Since 2011, sustainability organisation RED Group has been helping customers to deposit soft plastics into REDcycle bins in Coles stores across Australia. Thanks to RED Group and these REDcycle bins, more than 4 million kilograms of soft plastics have been diverted from landfill. Try collecting your soft plastics (that’s plastic you can scrunch) at home, then recycle them at your local Coles supermarket. For more info, go to redcycle.net.au.
Designate a large bag in the freezer for veggie scraps, such as onion peels, herb stems, carrot tops, potato peel, corn cobs, pea pods or parmesan rind. When you have a free Sunday and 4-6 cups of scraps, it’s time to make stock. Place the scraps in a stockpot. Add a few dried bay leaves and 5 black peppercorns, plus enough water to cover. Bring to the boil, then lower the heat and simmer for at least 1 hour. Strain the stock and allow to cool before dividing among containers and freezing. For chicken stock, add 2 chicken carcasses to the vegetable mix and simmer for 3-4 hours.
Worked hard to bake a cake only for it to break after turning it out? Don’t despair – or throw it in the bin! Turn it into irresistible little truffles. Crumble the cake into a bowl (this also works well with leftover bought cake) and add a dash of orange-flavoured liqueur or orange juice. Place in the fridge until firm, then roll into small balls. Roll in desiccated coconut to finish, then enjoy.
Use it or lose it
Billions of kilograms of food goes to waste each year*, a large percentage of which is fresh produce, such as leafy salad greens. If you’ve discovered a bag of almost-past-it spinach in your fridge, don’t bin it – freeze it. Blanch the leaves in a bowl of boiling water for 30 seconds. Refresh in cold water and drain, then pat dry. Freeze in sealable bags and add straight to curries and casseroles, or blend into smoothies and sauces.
Spent vanilla pods have more to give – they’re still loaded with vanilla flavour. Harness it in homemade vanilla essence using just 2 ingredients: alcohol and vanilla pods. Vodka is a good option but for a richer essence, try brandy. Allow 6-8 vanilla pods per cup of alcohol. Place the pods and alcohol in a glass jar, seal and shake well. Store jar in a cool, dark place, shaking occasionally, for at least 2 months before using in sweet recipes.
Just because your celery is floppy and your greens are wilting, doesn’t mean it’s time to toss them. To revive limp vegetables such as carrots, broccoli or celery, place them in a dish or glass of cold water for a few minutes. This allows them to absorb lost moisture and crisp up again.
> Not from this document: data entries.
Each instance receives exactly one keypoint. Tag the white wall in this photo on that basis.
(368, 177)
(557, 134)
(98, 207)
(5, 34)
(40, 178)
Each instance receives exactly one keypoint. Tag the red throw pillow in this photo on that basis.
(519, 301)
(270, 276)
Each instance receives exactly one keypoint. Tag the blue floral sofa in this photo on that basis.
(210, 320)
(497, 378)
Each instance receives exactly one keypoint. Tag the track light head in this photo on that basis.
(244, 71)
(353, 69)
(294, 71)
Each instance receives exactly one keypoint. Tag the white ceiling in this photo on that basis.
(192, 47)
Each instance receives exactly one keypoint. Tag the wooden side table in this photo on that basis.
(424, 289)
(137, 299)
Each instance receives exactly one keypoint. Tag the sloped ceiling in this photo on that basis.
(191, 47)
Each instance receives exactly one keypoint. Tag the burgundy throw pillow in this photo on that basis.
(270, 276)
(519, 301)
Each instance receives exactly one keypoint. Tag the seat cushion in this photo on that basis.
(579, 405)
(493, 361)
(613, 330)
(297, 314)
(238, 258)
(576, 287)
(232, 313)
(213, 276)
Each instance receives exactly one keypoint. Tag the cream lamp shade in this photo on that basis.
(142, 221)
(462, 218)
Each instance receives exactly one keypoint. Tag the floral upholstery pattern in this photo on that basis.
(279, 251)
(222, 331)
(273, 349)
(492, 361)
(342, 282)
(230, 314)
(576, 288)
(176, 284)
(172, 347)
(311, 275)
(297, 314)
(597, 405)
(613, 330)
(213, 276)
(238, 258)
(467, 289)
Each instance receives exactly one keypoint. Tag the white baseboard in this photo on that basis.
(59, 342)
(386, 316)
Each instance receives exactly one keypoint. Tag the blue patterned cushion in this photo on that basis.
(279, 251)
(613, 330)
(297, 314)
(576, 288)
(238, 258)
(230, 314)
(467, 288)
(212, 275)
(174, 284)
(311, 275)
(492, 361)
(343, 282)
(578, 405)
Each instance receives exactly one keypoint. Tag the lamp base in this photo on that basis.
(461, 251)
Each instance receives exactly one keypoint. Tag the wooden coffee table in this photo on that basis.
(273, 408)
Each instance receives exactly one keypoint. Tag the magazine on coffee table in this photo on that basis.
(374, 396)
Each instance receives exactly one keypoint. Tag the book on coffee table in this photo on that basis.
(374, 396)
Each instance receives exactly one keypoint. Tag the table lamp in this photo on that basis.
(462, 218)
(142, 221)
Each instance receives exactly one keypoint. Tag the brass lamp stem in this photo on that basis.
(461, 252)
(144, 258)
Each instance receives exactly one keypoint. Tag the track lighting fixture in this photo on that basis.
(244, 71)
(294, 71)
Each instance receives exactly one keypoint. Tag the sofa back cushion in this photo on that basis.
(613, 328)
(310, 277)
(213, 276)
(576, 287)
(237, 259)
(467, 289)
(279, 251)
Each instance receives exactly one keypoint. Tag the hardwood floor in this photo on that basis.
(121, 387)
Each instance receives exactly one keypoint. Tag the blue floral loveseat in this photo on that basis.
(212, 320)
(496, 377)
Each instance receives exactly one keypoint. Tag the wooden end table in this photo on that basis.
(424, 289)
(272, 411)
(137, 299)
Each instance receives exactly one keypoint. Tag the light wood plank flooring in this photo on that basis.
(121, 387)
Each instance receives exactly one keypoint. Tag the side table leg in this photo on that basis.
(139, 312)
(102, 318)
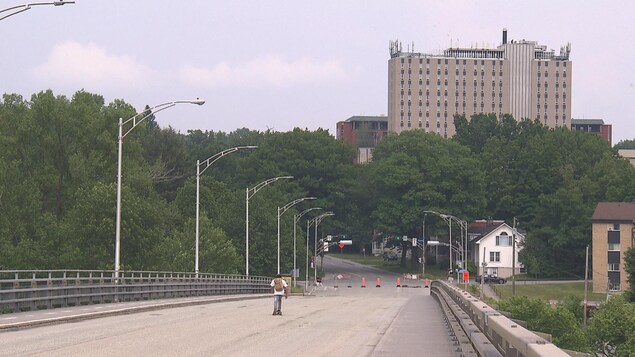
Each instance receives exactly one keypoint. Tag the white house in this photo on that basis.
(495, 245)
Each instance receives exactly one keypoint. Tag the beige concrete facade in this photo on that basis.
(613, 229)
(600, 256)
(521, 78)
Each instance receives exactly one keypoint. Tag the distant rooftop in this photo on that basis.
(587, 121)
(367, 118)
(614, 211)
(540, 51)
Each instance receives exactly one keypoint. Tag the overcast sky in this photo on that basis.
(307, 64)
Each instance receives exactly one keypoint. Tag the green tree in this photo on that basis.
(416, 171)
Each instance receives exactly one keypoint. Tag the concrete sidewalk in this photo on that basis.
(84, 312)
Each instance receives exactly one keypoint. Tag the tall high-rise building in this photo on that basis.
(520, 78)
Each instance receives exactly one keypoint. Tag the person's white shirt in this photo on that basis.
(284, 286)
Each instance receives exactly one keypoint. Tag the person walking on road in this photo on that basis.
(280, 289)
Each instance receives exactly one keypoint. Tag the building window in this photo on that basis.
(494, 256)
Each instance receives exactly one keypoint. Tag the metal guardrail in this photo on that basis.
(28, 290)
(490, 332)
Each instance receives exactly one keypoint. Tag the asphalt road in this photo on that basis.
(343, 321)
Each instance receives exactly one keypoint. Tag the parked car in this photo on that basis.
(491, 279)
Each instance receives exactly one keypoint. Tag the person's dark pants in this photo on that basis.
(277, 302)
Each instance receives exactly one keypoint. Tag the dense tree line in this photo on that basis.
(58, 160)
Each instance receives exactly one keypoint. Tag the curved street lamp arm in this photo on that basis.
(298, 216)
(212, 159)
(282, 210)
(252, 191)
(24, 7)
(157, 108)
(319, 218)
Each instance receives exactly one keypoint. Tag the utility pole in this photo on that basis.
(514, 259)
(484, 264)
(586, 282)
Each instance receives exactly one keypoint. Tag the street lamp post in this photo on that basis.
(22, 8)
(448, 218)
(296, 218)
(207, 163)
(317, 221)
(281, 211)
(136, 120)
(464, 237)
(249, 193)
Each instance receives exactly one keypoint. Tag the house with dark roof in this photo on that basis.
(492, 250)
(613, 233)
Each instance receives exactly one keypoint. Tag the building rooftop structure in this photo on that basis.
(518, 77)
(614, 211)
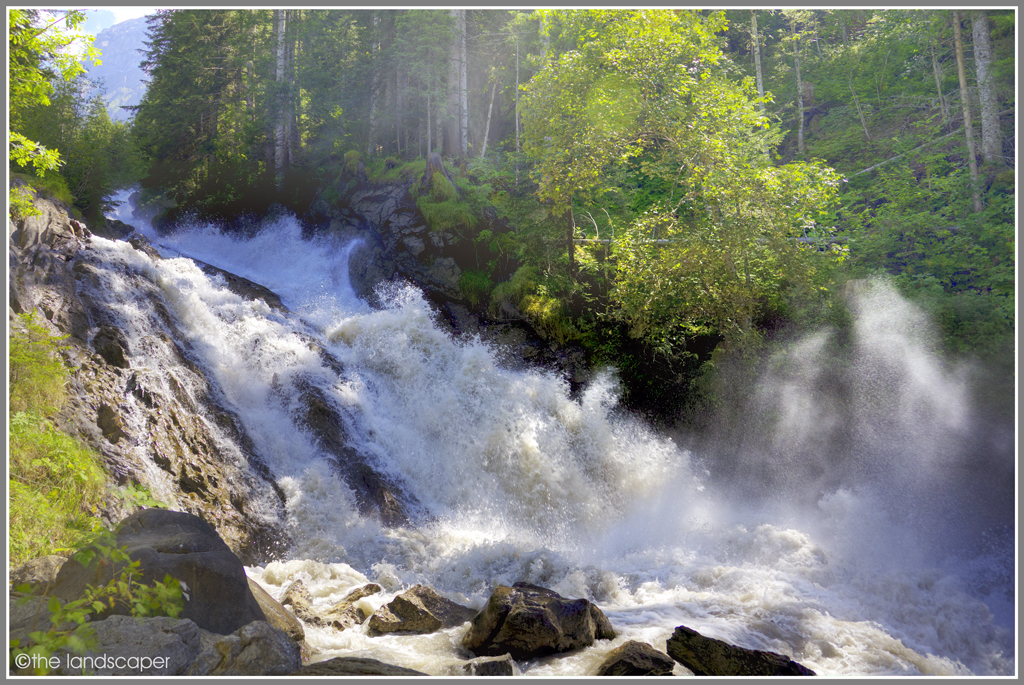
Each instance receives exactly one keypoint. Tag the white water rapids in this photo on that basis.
(516, 481)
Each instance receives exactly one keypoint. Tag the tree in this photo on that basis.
(991, 144)
(966, 103)
(39, 58)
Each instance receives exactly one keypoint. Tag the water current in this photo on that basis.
(516, 480)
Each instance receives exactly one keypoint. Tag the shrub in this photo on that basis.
(54, 480)
(475, 287)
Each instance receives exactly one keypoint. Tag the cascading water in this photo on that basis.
(513, 480)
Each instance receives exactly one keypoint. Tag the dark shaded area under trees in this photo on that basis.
(681, 186)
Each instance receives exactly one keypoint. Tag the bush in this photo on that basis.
(475, 287)
(54, 481)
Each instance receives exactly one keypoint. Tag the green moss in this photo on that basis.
(475, 287)
(55, 482)
(441, 188)
(407, 172)
(446, 215)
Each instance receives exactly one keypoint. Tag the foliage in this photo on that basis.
(475, 287)
(38, 45)
(54, 481)
(128, 590)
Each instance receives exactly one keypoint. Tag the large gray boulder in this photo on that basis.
(708, 656)
(420, 610)
(636, 658)
(256, 649)
(526, 622)
(186, 548)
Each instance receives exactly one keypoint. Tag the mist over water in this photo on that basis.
(847, 525)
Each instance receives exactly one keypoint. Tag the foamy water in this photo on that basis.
(516, 481)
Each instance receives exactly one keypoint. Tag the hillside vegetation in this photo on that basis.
(682, 185)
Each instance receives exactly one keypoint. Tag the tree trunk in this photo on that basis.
(463, 88)
(374, 85)
(966, 101)
(486, 127)
(937, 73)
(280, 18)
(991, 142)
(757, 55)
(800, 90)
(860, 112)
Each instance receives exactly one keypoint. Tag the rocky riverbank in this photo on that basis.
(138, 396)
(229, 626)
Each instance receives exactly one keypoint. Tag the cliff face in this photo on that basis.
(158, 422)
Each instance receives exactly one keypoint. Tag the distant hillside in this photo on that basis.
(120, 72)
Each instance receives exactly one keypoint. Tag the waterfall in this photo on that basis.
(510, 479)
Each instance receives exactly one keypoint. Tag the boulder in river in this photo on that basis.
(636, 658)
(419, 609)
(526, 622)
(708, 656)
(188, 549)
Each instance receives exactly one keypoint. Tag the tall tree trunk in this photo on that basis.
(463, 88)
(800, 90)
(991, 141)
(937, 73)
(451, 145)
(486, 126)
(280, 18)
(757, 54)
(374, 85)
(860, 112)
(966, 101)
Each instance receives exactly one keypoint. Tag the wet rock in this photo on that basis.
(109, 423)
(354, 666)
(186, 548)
(420, 610)
(487, 667)
(39, 573)
(526, 622)
(244, 287)
(708, 656)
(375, 494)
(347, 612)
(276, 614)
(255, 649)
(636, 658)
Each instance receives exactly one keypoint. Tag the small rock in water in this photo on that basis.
(708, 656)
(421, 610)
(526, 622)
(636, 658)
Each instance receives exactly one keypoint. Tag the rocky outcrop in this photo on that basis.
(186, 548)
(487, 667)
(420, 610)
(636, 658)
(156, 423)
(526, 622)
(354, 666)
(708, 656)
(255, 649)
(276, 614)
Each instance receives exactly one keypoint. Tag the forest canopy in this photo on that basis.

Okay, hear us out. Xenismos is an Ancient Greek word meaning “offering meal”. The best way to prevent wasting food? Offer it! Try starting a group message with friends or neighbours and use it to offer up any excess produce you have. Or, send your guests home after a dinner party with leftover ‘goody’ bags. Every bit that doesn’t end up in landfill helps.
Got Greek-style yoghurt left? Jazz it up with an infused oil. Cook finely chopped shallots, coriander seeds, fennel seeds, garlic and chilli flakes in oil until aromatic. Cool it slightly, then swirl through yoghurt along with lemon juice and a pinch of salt. Slice up any veggies you’ve got in the crisper – carrot, capsicum and celery, for example – and get dipping.
The zest is the most flavoursome part of citrus fruit. It adds that tangy intensity to everything it touches, from cakes and scones to a mouth-watering citrus curd. Before you use your citrus, grate or peel the zest from oranges, lemons and limes (just make sure you remove any white pith). You can use it immediately, or freeze for future use.